O segundo inimigo parou abruptamente
e fez sinais com as mãos e uma sombra com as mesmas proporções dele foi
projetada à frente, o defensor puxou um cabo fino de seu equipamento e
colocou-o na palma da mão direita, assoprou o punho fechado e gritou uma
palavra, a sombra já estava prestes a agarrá-lo quando ele abriu a mão com a
palma voltada à frente, havia um grande olho faiscante nela e a sombra se
desfez. Soltando o cabo que segurava enfiou a mão no bolso da capa tirando uma
pequena esfera, jogou-a em nossa direção e quando ela caiu abriu-se parecendo uma
pequena flor, o demônio deixou então de atacar seu inimigo e avançou para cima
de nós, o pequeno aparelho atirado pelo combatente emitiu um pulso e de uma vez
só todos nós fomos libertados, a Ordo que é metade orgânica e metade máquina,
caiu desativada no chão. Livres após tanto tempo, começamos a correr para
diversas direções e o soldado demoníaco no meio da confusão desferia golpes
mortais, olhei em volta e o homem que nos libertou já havia desaparecido.

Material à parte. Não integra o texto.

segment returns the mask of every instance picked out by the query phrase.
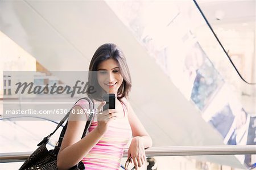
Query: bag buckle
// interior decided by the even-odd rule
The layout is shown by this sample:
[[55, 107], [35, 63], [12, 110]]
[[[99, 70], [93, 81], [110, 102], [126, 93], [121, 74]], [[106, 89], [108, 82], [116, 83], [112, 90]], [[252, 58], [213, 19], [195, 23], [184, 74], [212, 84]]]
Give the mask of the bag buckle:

Corri desesperadamente pelo asfalto esburacado sem
saber para onde ir, queria apenas salvar-me de morrer nas mãos dos demônios, não
sei quantos conseguiram escapar com vida aquele dia, todos estavam debilitados
e assustados, enquanto eu fugia para o meio dos escombros da cidade ouvia os
gritos daqueles que não conseguiram escapar, culpo-me por não ter tentado
ajudar ninguém, de não ter tido a coragem do tecno-ocultista ou daquele homem
que de punhos cerrados colocou-se na frente do soldado para lutar. Algumas
vezes, durante as noites em que durmo dentro de buracos ou debaixo dos
destroços a que o mundo ficou reduzido, sonho com aquele homem rezando em minha
frente na fila e quando acordo tento repetir as orações, mas não consigo.